Yeah, it's a pretty common condition. More common than people really stop to think about. A lot of people may be bipolar and not even know it. I didn't know for the longest time... When I was growing up, they just thought I was a tempermental but gifted child, and that's what I always thought too. But no, there's a clinical classification for everything.

That's why it's so important for my bud to have the mood-lifting quality. I HAVE to grow happy weed to medicate my bipolar condition effectively. That's a big, big part of the reason I'm so obsessed with quality. I won't lie, I smoke it for my jollies, too. But I actually have a real condition to treat. Lesser bud I've smoked can actually make me paranoid, worsening my condition.

After a lot of practice, I'm finally growing meds good enough to get off Ativan, Klonopin, Xanax, Valium, you name it. And those drugs I just mentioned fucking own you after a few weeks of usage... And the bastard doctors just prescribe larger dosages because they work for the drug giants who make that poison.

I am no longer dependant on those pills. I had a real scary time of it with Ativan and Klonopin especially. There was a time in my life that I thought I would never be able to sleep ever again without those two. Fuckin' scary shit.

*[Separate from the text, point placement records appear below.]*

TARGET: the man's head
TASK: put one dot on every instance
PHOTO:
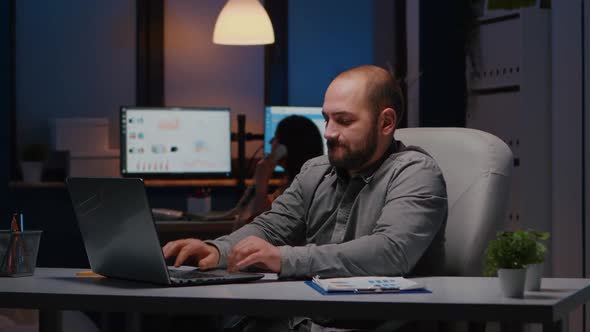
(362, 108)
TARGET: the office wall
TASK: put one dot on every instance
(200, 73)
(74, 59)
(325, 38)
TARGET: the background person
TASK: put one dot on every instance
(300, 140)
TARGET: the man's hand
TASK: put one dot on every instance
(184, 249)
(254, 250)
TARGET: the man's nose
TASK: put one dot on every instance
(330, 133)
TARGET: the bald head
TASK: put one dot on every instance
(381, 88)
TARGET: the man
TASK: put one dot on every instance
(371, 207)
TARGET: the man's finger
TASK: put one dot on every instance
(172, 248)
(186, 251)
(244, 243)
(207, 262)
(251, 259)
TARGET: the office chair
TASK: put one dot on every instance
(477, 167)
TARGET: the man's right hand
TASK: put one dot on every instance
(184, 249)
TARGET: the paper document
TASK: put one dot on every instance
(367, 284)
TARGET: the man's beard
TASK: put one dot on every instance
(354, 159)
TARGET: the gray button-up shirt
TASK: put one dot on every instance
(381, 222)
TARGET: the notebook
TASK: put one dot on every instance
(366, 285)
(120, 236)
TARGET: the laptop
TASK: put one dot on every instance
(120, 235)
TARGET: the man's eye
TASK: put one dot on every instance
(344, 121)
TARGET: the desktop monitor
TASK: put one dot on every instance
(274, 114)
(175, 142)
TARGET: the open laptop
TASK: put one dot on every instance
(120, 236)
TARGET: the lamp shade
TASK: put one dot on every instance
(243, 22)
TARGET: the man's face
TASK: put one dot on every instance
(351, 128)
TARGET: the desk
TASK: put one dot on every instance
(452, 298)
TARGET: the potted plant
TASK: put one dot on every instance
(508, 255)
(535, 267)
(33, 156)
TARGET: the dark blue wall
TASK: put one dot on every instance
(325, 38)
(75, 59)
(4, 110)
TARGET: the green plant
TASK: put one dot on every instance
(510, 250)
(34, 152)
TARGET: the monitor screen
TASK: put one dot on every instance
(274, 114)
(175, 142)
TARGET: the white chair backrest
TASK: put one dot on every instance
(477, 167)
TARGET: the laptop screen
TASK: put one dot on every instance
(173, 142)
(274, 114)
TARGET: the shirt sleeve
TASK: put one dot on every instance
(282, 225)
(414, 210)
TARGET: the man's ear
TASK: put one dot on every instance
(389, 121)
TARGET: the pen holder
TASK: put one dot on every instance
(18, 252)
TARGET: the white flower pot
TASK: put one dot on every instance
(31, 170)
(534, 273)
(512, 282)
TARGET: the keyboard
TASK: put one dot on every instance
(192, 274)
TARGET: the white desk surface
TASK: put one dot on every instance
(452, 298)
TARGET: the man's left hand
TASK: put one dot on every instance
(254, 251)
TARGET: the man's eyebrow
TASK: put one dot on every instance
(337, 113)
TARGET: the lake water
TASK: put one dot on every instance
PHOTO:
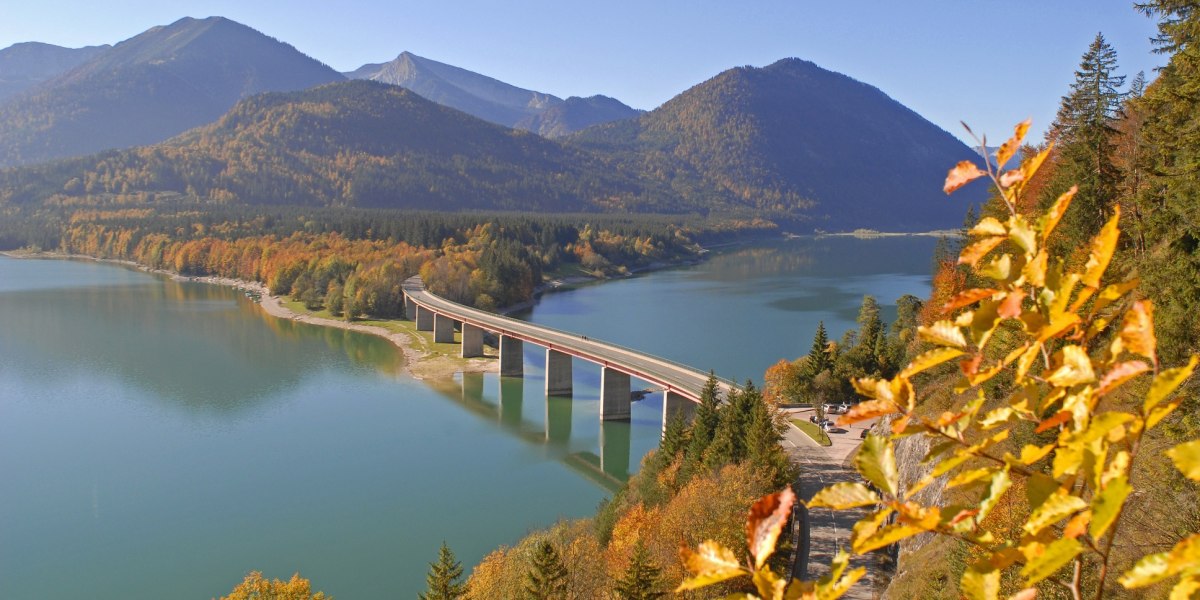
(160, 438)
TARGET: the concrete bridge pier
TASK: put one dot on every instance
(409, 309)
(558, 373)
(615, 442)
(424, 319)
(676, 405)
(511, 397)
(472, 341)
(558, 419)
(615, 395)
(511, 357)
(443, 329)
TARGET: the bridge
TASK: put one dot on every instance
(681, 384)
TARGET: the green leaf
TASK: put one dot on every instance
(1187, 459)
(1167, 382)
(844, 496)
(1107, 505)
(981, 581)
(1055, 557)
(876, 461)
(1055, 508)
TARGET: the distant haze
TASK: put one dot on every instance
(984, 63)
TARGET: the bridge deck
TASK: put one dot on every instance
(673, 377)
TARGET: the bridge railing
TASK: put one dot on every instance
(420, 286)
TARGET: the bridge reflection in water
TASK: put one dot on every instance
(606, 456)
(531, 349)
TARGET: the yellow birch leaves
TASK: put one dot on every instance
(1061, 358)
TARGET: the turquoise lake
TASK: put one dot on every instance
(161, 438)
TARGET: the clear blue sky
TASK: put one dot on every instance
(988, 63)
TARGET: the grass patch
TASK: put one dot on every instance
(421, 340)
(813, 431)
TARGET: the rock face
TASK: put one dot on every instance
(28, 64)
(492, 100)
(149, 88)
(796, 139)
(576, 114)
(477, 95)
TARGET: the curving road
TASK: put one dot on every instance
(673, 377)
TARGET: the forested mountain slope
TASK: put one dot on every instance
(354, 143)
(793, 138)
(151, 87)
(28, 64)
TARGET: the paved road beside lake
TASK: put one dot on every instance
(820, 467)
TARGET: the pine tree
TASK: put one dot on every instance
(870, 327)
(763, 437)
(444, 580)
(703, 427)
(1170, 197)
(733, 419)
(675, 439)
(642, 579)
(819, 354)
(546, 576)
(1085, 133)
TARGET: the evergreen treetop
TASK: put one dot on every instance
(444, 580)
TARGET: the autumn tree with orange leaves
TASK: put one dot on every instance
(1086, 387)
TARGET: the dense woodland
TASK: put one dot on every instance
(1126, 147)
(695, 486)
(353, 262)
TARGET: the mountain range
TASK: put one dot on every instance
(791, 142)
(492, 100)
(795, 138)
(149, 88)
(25, 65)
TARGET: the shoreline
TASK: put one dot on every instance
(419, 363)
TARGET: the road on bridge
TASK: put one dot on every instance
(673, 377)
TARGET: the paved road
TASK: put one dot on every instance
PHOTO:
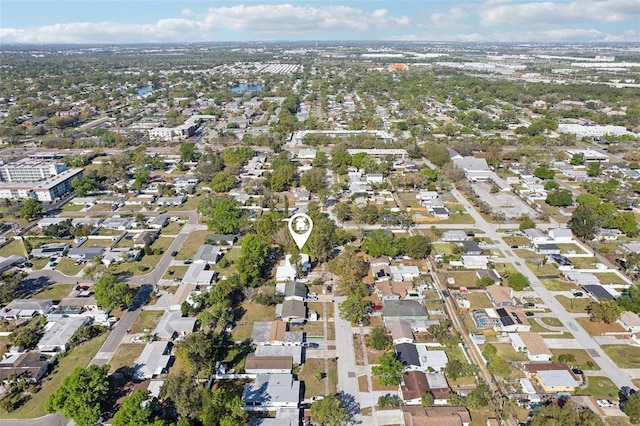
(617, 375)
(347, 379)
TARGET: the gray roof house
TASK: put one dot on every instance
(58, 331)
(85, 253)
(153, 361)
(271, 392)
(207, 253)
(173, 325)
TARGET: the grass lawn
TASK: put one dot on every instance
(146, 320)
(172, 229)
(256, 312)
(551, 321)
(192, 244)
(54, 292)
(76, 357)
(125, 355)
(623, 355)
(556, 285)
(68, 266)
(15, 247)
(574, 304)
(312, 387)
(600, 388)
(598, 328)
(583, 359)
(178, 272)
(479, 300)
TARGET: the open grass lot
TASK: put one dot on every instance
(68, 266)
(463, 278)
(192, 244)
(583, 359)
(479, 300)
(600, 388)
(15, 248)
(178, 272)
(172, 229)
(574, 304)
(147, 320)
(556, 285)
(54, 292)
(76, 357)
(598, 328)
(255, 312)
(125, 355)
(609, 278)
(623, 355)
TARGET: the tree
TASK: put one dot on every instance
(418, 246)
(518, 281)
(560, 412)
(112, 294)
(329, 411)
(84, 185)
(355, 309)
(389, 370)
(81, 395)
(560, 198)
(632, 408)
(32, 209)
(378, 339)
(607, 311)
(224, 213)
(253, 256)
(135, 410)
(526, 223)
(544, 172)
(188, 152)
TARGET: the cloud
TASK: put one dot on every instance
(287, 20)
(558, 13)
(452, 18)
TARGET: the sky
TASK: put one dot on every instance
(143, 21)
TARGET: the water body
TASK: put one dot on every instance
(242, 88)
(141, 91)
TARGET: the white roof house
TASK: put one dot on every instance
(271, 392)
(58, 331)
(153, 361)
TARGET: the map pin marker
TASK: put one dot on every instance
(300, 227)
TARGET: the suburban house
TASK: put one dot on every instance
(561, 235)
(26, 308)
(172, 325)
(400, 331)
(268, 364)
(58, 331)
(271, 392)
(553, 377)
(630, 321)
(292, 291)
(28, 365)
(532, 345)
(500, 295)
(414, 385)
(275, 333)
(198, 274)
(208, 253)
(416, 415)
(85, 253)
(49, 250)
(153, 361)
(292, 311)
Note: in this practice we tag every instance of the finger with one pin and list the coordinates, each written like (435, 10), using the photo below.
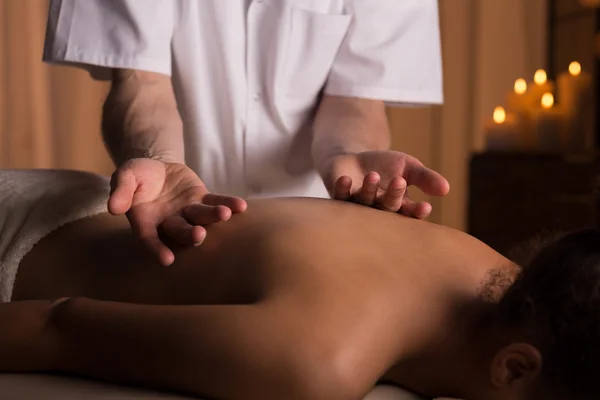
(419, 210)
(149, 237)
(235, 204)
(429, 181)
(123, 186)
(394, 195)
(341, 188)
(202, 214)
(184, 234)
(368, 192)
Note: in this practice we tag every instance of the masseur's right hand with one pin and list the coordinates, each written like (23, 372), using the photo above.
(168, 198)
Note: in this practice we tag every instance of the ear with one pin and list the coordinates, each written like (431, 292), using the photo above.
(517, 362)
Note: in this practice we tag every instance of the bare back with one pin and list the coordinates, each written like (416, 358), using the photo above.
(391, 284)
(278, 246)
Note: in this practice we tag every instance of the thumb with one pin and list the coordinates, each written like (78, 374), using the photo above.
(123, 185)
(429, 181)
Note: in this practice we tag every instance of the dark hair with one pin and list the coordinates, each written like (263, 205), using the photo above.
(555, 303)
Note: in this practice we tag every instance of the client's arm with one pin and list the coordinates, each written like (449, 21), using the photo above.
(230, 352)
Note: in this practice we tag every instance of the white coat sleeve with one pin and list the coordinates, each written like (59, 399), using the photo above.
(392, 52)
(99, 35)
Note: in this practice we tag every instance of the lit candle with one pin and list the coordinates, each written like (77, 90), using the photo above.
(575, 97)
(548, 125)
(540, 86)
(517, 100)
(502, 132)
(519, 103)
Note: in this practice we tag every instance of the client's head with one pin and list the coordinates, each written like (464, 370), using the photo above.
(549, 322)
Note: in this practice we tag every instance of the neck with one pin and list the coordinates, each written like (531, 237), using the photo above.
(455, 367)
(458, 367)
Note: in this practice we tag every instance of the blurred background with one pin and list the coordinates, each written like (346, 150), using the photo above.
(50, 116)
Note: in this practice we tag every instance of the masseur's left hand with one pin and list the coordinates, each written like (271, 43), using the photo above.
(380, 179)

Now I'm just high and I don't argue with my shadow anymore.


----------



## daveroller (Jan 13, 2012)

lordjin said:


> Yeah, it's a pretty common condition. More common than people really stop to think about. A lot of people may be bipolar and not even know it. I didn't know for the longest time... When I was growing up, they just thought I was a tempermental but gifted child, and that's what I always thought too. But no, there's a clinical classification for everything.
> 
> That's why it's so important for my bud to have the mood-lifting quality. I HAVE to grow happy weed to medicate my bipolar condition effectively. That's a big, big part of the reason I'm so obsessed with quality. I won't lie, I smoke it for my jollies, too. But I actually have a real condition to treat. Lesser bud I've smoked can actually make me paranoid, worsening my condition.
> 
> After a lot of practice, I'm finally growing meds good enough to get off Atavan, Clonopin, Xanax, Valium, you name it. And those drugs I just mentioned fucking own you after a few weeks of usage... And the bastard doctors just prescribe larger dosages because they work for the drug giants who make that poison.

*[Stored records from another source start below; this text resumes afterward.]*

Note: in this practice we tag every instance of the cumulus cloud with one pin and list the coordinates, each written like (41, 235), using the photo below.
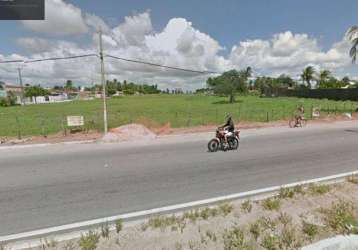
(178, 44)
(288, 53)
(61, 18)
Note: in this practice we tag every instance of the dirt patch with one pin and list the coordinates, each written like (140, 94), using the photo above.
(157, 129)
(128, 132)
(303, 216)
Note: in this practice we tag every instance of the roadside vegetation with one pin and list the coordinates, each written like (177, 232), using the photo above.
(159, 110)
(306, 214)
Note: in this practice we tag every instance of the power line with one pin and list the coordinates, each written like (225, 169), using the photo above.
(161, 66)
(13, 61)
(113, 57)
(59, 58)
(48, 59)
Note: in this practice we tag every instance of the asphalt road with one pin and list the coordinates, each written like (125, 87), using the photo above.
(55, 185)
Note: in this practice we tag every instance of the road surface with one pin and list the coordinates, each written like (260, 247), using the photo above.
(49, 186)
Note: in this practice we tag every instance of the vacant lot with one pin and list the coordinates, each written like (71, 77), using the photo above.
(158, 110)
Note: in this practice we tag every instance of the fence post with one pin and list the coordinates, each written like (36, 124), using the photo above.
(189, 119)
(43, 126)
(216, 116)
(18, 127)
(63, 120)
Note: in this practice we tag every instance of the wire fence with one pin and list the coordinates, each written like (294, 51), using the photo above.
(22, 124)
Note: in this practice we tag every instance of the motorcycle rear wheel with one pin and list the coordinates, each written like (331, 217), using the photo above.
(213, 145)
(233, 143)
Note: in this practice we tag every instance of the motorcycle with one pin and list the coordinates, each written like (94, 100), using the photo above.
(219, 141)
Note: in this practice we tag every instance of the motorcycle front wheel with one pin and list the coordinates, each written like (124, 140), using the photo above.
(213, 145)
(233, 143)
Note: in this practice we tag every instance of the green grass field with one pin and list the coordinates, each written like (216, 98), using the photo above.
(156, 110)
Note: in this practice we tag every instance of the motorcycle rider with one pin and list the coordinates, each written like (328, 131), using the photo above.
(229, 128)
(299, 114)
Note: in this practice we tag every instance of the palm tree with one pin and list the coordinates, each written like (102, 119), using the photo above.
(308, 75)
(352, 35)
(323, 76)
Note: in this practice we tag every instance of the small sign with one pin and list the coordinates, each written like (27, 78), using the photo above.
(73, 121)
(316, 112)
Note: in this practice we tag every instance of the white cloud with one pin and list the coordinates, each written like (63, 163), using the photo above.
(288, 53)
(133, 30)
(179, 44)
(61, 18)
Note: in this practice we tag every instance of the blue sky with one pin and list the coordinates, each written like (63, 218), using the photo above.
(228, 22)
(309, 29)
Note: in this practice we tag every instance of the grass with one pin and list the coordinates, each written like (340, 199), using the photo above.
(353, 179)
(271, 204)
(157, 110)
(89, 241)
(246, 206)
(340, 217)
(311, 230)
(119, 225)
(234, 239)
(318, 189)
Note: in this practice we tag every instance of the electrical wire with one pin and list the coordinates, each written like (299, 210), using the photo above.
(161, 66)
(59, 58)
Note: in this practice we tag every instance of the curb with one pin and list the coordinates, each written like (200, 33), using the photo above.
(140, 215)
(45, 144)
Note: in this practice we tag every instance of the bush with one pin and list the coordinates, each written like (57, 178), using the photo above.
(310, 230)
(271, 204)
(89, 241)
(340, 216)
(119, 225)
(234, 239)
(246, 206)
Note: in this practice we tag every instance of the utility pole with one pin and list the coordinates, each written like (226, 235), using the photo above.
(22, 86)
(103, 83)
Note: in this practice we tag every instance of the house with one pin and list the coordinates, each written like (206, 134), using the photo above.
(16, 90)
(2, 90)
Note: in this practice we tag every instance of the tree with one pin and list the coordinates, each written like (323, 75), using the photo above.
(308, 75)
(323, 77)
(69, 86)
(352, 35)
(229, 83)
(111, 87)
(34, 91)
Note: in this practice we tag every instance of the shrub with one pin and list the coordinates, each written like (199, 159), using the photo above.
(340, 216)
(286, 193)
(270, 242)
(105, 231)
(246, 206)
(255, 229)
(289, 239)
(234, 239)
(309, 229)
(285, 219)
(353, 179)
(89, 241)
(226, 208)
(318, 189)
(271, 204)
(119, 225)
(267, 223)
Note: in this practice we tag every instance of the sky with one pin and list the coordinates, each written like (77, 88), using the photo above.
(272, 36)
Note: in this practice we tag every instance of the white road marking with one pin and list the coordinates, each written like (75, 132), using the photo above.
(162, 210)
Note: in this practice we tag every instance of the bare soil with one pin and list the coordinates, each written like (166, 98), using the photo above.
(161, 130)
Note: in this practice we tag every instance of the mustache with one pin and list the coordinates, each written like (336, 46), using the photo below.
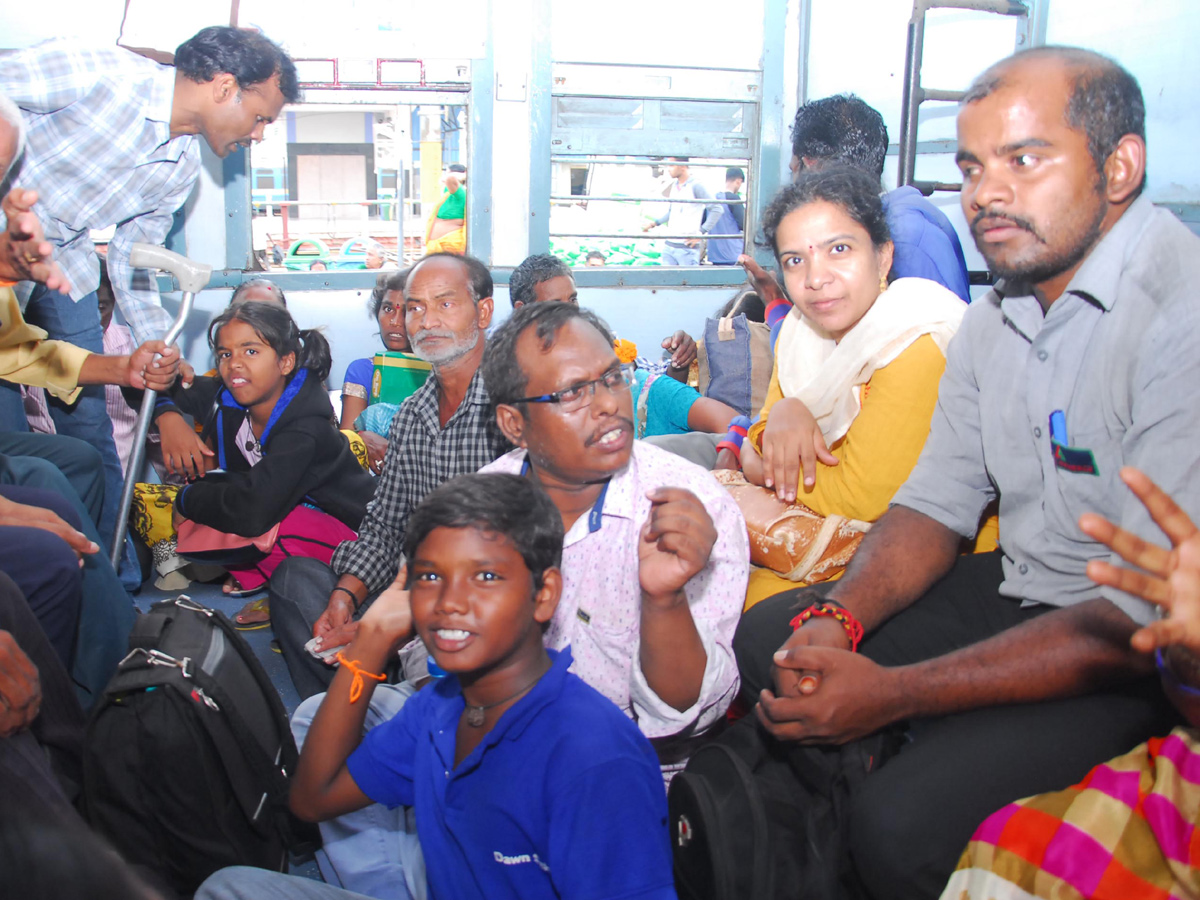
(994, 217)
(417, 337)
(604, 430)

That's just like me with chronic nerve pain. That's what prompted me to start toking again after 30 years. But I do admit that I look forward to the high every night. When I smoke the right kind of weed I hardly ever need to take Percoset, far less often than without weed. And Percoset has a similar property to your Rx meds in that you can develop a tolerance for it and most doctors will just prescribe higher and higher doses with time. (Not to mention that it's addictive.)

I'm so glad that you found a natural medicine for your bipolar condition. I know how dangerous an illness that can be from acquaintances of mine who've had it. You seem perfectly normal to me and you always have a positive attitude, more than most people actually. My mother had bipolar plus paranoia and it was not fun growing up with her. Talk about bat shit crazy. She really needed some kind of medication, but didn't take anything. I feel bad for her now knowing what she went through, in spite of all the sadistic abuse that she dished out when she wasn't well.

I believe that pot is a very good tonic for promoting a healthy brain & nervous system. I feel the benefits long after the high wears off.


----------



## sleezy1 (Jan 13, 2012)

daveroller said:


> That's just like me with chronic nerve pain. That's what prompted me to start toking again after 30 years. But I do admit that I look forward to the high every night. When I smoke the right kind of weed I hardly ever need to take Percoset, far less often than without weed. And Percoset has a similar property to your Rx meds in that you can develop a tolerance for it and most doctors will just prescribe higher and higher doses with time. (Not to mention that it's addictive.)
> 
> I'm so glad that you found a natural medicine for your bipolar condition. I know how dangerous an illness that can be from acquaintances of mine who've had it. You seem perfectly normal to me and you always have a positive attitude, more than most people actually. My mother had bipolar plus paranoia and it was not fun growing up with her. Talk about bat shit crazy. She really needed some kind of medication, but didn't take anything. I feel bad for her now knowing what she went through, in spite of all the sadistic abuse that she dished out when she wasn't well.
> 
> I believe that pot is a very good tonic for promoting a healthy brain & nervous system. I feel the benefits long after the high wears off.


Sounds just like my childhood and my mother! Too bad she constantly calls me a "druggie". She is the one who really needs to smoke this dank I have.


----------



## lordjin (Jan 13, 2012)

daveroller said:


> That's just like me with chronic nerve pain. That's what prompted me to start toking again after 30 years. But I do admit that I look forward to the high every night. When I smoke the right kind of weed I hardly ever need to take Percoset, far less often than without weed. And Percoset has a similar property to your Rx meds in that you can develop a tolerance for it and most doctors will just prescribe higher and higher doses with time. (Not to mention that it's addictive.)
> 
> I'm so glad that you found a natural medicine for your bipolar condition. I know how dangerous an illness that can be from acquaintances of mine who've had it. You seem perfectly normal to me and you always have a positive attitude, more than most people actually. My mother had bipolar plus paranoia and it was not fun growing up with her. Talk about bat shit crazy. She really needed some kind of medication, but didn't take anything. I feel bad for her now knowing what she went through, in spite of all the sadistic abuse that she dished out when she wasn't well.
> 
> I believe that pot is a very good tonic for promoting a healthy brain & nervous system. I feel the benefits long after the high wears off.


I'm a positive person most of the time, but I do have my 'ugly moments' as has been seen more than once in my angry, expletive-filled tirades here on RIU. And then there is a part of me that takes great pleasure in lashing out, so my situation is kinda' unusual I think.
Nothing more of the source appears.